Friedensnobelpreis: Die Macht der Machtlosen

Der Friedensnobelpreis macht dem Empfänger in einer Weise Mut, die ähnlich nur der Literaturnobelpreis bewirken kann. Doch die Geehrten sind Machtlose. Der Preis kann ihnen nicht die Freiheit bringen.

Es stimmt wohl – China ist für den Westen ein Land voller Rätsel. Unfassbar groß, von beeindruckender Wirtschaftsdynamik, voller Geringschätzung gegenüber unseren Vorstellungen von Menschenrechten und Rechtsstaatlichkeit. Ja, wir verstehen China wohl nicht. Aber China versteht auch uns, versteht den Westen nicht. Anders ist es nicht zu erklären, dass die Regierung in Peking möglicherweise tatsächlich geglaubt hat, sie könne durch die Drohung mit verschlechterten diplomatischen Beziehungen zu Norwegen verhindern, dass das Nobelkomitee in Oslo den Bürgerrechtler Liu Xiaobo mit dem Friedensnobelpreis auszeichnet. Das Gegenteil geschah. Der Sekretär des Nobelkomitees machte die Warnungen aus China öffentlich und setzte damit ein Zeichen: Wir lassen uns nicht erpressen.
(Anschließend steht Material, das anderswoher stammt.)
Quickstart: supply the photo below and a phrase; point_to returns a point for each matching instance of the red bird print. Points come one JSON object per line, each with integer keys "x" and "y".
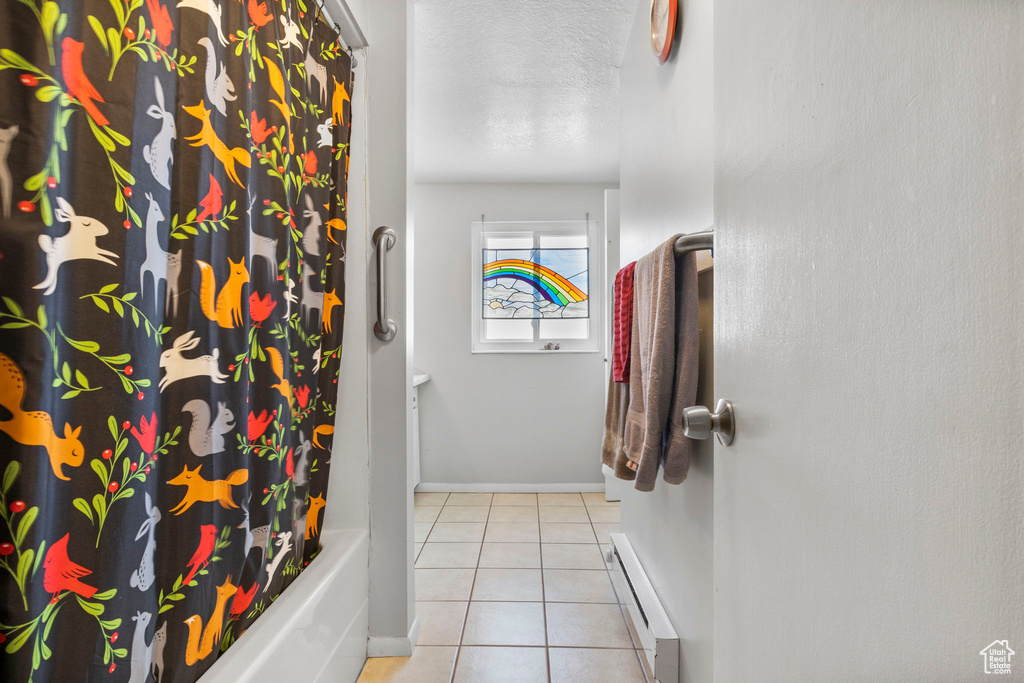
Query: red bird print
{"x": 59, "y": 573}
{"x": 77, "y": 82}
{"x": 258, "y": 13}
{"x": 290, "y": 463}
{"x": 242, "y": 600}
{"x": 310, "y": 165}
{"x": 161, "y": 22}
{"x": 260, "y": 309}
{"x": 208, "y": 538}
{"x": 213, "y": 202}
{"x": 259, "y": 130}
{"x": 258, "y": 425}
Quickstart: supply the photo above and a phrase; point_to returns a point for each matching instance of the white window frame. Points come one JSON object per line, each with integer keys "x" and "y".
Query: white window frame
{"x": 596, "y": 250}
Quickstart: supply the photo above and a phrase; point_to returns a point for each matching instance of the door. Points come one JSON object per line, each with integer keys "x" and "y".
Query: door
{"x": 867, "y": 327}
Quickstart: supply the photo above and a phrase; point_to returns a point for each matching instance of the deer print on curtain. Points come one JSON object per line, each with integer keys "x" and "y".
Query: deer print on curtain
{"x": 172, "y": 240}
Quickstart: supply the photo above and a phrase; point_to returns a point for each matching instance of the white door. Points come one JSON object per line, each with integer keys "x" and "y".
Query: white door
{"x": 869, "y": 203}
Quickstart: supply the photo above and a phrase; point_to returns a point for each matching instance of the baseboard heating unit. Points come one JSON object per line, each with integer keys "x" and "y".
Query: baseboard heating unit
{"x": 636, "y": 594}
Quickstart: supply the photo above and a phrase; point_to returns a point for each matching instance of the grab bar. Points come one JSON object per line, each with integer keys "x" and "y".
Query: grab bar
{"x": 384, "y": 328}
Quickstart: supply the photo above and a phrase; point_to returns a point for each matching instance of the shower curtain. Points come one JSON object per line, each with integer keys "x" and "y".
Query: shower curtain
{"x": 172, "y": 188}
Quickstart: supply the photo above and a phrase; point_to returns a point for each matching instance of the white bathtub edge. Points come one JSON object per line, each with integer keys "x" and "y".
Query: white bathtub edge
{"x": 585, "y": 487}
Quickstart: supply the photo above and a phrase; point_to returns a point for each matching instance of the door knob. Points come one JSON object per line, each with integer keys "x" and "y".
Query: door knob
{"x": 698, "y": 422}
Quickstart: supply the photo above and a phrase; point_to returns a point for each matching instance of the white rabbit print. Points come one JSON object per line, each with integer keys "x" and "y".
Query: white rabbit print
{"x": 177, "y": 367}
{"x": 143, "y": 577}
{"x": 160, "y": 154}
{"x": 78, "y": 243}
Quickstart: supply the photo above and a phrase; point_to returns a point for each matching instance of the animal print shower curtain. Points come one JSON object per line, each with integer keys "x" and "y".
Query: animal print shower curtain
{"x": 172, "y": 248}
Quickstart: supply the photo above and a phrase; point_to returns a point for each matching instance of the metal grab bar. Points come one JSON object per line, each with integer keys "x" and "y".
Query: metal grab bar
{"x": 384, "y": 328}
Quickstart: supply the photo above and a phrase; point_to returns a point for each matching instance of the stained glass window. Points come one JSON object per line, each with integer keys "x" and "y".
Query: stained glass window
{"x": 536, "y": 283}
{"x": 537, "y": 286}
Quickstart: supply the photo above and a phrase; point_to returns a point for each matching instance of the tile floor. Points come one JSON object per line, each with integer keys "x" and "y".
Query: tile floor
{"x": 512, "y": 588}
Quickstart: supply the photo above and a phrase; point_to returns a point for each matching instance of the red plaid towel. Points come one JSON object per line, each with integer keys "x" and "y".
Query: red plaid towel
{"x": 623, "y": 332}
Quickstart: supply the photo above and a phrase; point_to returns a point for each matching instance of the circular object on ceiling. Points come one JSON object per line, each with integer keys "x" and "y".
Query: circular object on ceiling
{"x": 663, "y": 27}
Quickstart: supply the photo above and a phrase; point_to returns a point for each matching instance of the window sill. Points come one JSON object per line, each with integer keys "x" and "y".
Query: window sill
{"x": 537, "y": 350}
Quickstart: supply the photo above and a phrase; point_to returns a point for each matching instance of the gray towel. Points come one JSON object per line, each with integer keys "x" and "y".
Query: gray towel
{"x": 664, "y": 365}
{"x": 612, "y": 453}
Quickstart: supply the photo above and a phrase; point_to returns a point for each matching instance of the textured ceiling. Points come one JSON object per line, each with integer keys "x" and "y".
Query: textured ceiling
{"x": 518, "y": 90}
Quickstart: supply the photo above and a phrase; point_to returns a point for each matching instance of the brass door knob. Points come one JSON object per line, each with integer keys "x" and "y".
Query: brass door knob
{"x": 699, "y": 423}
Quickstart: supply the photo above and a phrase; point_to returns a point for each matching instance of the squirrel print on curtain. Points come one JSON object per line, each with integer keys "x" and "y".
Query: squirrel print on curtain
{"x": 156, "y": 382}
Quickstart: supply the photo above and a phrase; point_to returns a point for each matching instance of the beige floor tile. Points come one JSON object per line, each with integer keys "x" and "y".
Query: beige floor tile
{"x": 506, "y": 624}
{"x": 564, "y": 514}
{"x": 549, "y": 500}
{"x": 457, "y": 532}
{"x": 511, "y": 555}
{"x": 443, "y": 584}
{"x": 428, "y": 665}
{"x": 576, "y": 625}
{"x": 463, "y": 513}
{"x": 420, "y": 530}
{"x": 512, "y": 532}
{"x": 425, "y": 513}
{"x": 605, "y": 515}
{"x": 578, "y": 586}
{"x": 513, "y": 514}
{"x": 508, "y": 585}
{"x": 527, "y": 500}
{"x": 597, "y": 501}
{"x": 502, "y": 665}
{"x": 429, "y": 499}
{"x": 469, "y": 499}
{"x": 449, "y": 556}
{"x": 603, "y": 530}
{"x": 566, "y": 532}
{"x": 440, "y": 623}
{"x": 571, "y": 556}
{"x": 593, "y": 666}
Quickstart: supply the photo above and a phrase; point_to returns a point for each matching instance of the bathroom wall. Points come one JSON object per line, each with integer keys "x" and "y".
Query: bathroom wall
{"x": 498, "y": 419}
{"x": 869, "y": 165}
{"x": 667, "y": 186}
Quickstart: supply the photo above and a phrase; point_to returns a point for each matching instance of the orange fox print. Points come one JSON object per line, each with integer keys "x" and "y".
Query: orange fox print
{"x": 316, "y": 503}
{"x": 202, "y": 640}
{"x": 335, "y": 224}
{"x": 201, "y": 491}
{"x": 338, "y": 102}
{"x": 208, "y": 136}
{"x": 225, "y": 310}
{"x": 36, "y": 427}
{"x": 183, "y": 370}
{"x": 322, "y": 430}
{"x": 330, "y": 301}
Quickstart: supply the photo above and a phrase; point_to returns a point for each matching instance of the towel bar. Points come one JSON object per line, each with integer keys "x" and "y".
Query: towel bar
{"x": 695, "y": 242}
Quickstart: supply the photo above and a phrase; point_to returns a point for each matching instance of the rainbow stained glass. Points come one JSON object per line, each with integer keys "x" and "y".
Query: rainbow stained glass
{"x": 536, "y": 283}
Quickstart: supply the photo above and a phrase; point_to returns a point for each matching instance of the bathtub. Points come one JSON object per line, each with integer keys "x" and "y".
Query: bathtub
{"x": 316, "y": 630}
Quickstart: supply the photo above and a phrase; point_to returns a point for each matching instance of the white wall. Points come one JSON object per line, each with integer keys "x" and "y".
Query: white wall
{"x": 470, "y": 409}
{"x": 667, "y": 186}
{"x": 348, "y": 489}
{"x": 869, "y": 166}
{"x": 392, "y": 619}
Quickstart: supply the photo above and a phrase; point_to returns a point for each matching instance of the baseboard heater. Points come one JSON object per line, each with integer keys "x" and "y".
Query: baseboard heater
{"x": 637, "y": 596}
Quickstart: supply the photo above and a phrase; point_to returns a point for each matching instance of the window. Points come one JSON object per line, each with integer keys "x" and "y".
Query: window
{"x": 537, "y": 286}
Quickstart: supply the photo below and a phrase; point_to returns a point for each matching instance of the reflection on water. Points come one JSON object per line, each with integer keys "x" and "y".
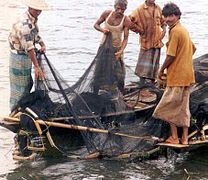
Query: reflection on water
{"x": 71, "y": 45}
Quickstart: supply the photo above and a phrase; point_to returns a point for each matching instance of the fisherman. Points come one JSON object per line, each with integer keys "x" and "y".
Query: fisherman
{"x": 174, "y": 104}
{"x": 116, "y": 23}
{"x": 22, "y": 39}
{"x": 148, "y": 21}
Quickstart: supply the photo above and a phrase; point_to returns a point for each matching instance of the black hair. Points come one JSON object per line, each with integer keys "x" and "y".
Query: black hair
{"x": 171, "y": 9}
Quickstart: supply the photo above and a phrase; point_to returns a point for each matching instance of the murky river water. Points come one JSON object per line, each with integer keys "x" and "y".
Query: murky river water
{"x": 71, "y": 45}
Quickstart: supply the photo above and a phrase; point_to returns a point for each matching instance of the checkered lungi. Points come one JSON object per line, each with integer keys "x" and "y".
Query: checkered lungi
{"x": 20, "y": 77}
{"x": 148, "y": 63}
{"x": 174, "y": 106}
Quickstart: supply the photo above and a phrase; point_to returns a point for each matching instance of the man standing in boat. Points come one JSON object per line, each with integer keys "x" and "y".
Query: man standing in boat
{"x": 117, "y": 24}
{"x": 148, "y": 22}
{"x": 174, "y": 105}
{"x": 23, "y": 37}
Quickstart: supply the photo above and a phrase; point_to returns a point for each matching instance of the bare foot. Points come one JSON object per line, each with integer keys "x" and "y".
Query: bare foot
{"x": 172, "y": 140}
{"x": 184, "y": 142}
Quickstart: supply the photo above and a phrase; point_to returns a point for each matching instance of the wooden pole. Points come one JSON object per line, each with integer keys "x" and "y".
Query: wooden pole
{"x": 83, "y": 128}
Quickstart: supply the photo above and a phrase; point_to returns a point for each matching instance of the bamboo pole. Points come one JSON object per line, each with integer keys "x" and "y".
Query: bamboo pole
{"x": 83, "y": 128}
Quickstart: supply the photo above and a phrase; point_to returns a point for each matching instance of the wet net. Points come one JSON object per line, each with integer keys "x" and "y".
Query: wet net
{"x": 100, "y": 113}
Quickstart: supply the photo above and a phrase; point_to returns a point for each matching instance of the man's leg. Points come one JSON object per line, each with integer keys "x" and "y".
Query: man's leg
{"x": 185, "y": 136}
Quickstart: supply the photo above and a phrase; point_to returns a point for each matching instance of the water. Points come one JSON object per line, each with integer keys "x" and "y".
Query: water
{"x": 72, "y": 43}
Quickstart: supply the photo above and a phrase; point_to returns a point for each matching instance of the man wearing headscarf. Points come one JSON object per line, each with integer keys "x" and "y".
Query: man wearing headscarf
{"x": 118, "y": 24}
{"x": 22, "y": 39}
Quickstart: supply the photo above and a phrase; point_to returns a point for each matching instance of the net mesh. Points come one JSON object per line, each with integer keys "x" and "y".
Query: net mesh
{"x": 121, "y": 118}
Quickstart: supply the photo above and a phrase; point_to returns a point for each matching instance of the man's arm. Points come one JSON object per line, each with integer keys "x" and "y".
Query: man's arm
{"x": 38, "y": 72}
{"x": 102, "y": 18}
Tatsächlich hat die kommunistische Führung völlig richtig erkannt, dass diese Auszeichnung weltweit als für Peking überaus peinliches Fanal gegen die Unterdrückung Andersdenkender verstanden werden würde. Liu Xiaobo wurde 2009 zu elf Jahren Gefängnis verurteilt, weil er sich mit der maßgeblich von ihm initiierten „Charta 08“ für mehr Demokratie eingesetzt hatte. Der namentliche Bezug auf die Charta 77 von Vaclac Havel war weltweit verstanden worden, und der frühere tschechoslowakische Präsident hatte sich ja auch ausdrücklich für die Verleihung der Auszeichnung an Xiaobo eingesetzt. Bislang war erst einmal ein Inhaftierter mit dem Friedensnobelpreis geehrt worden – der deutsche Pazifist Carl von Ossietzky. Das geschah im Jahre 1936 rückwirkend mit dem Preis für 1935. Zwei Jahre später, 1938, starb von Ossietzky, ein Opfer der Nazifoltern.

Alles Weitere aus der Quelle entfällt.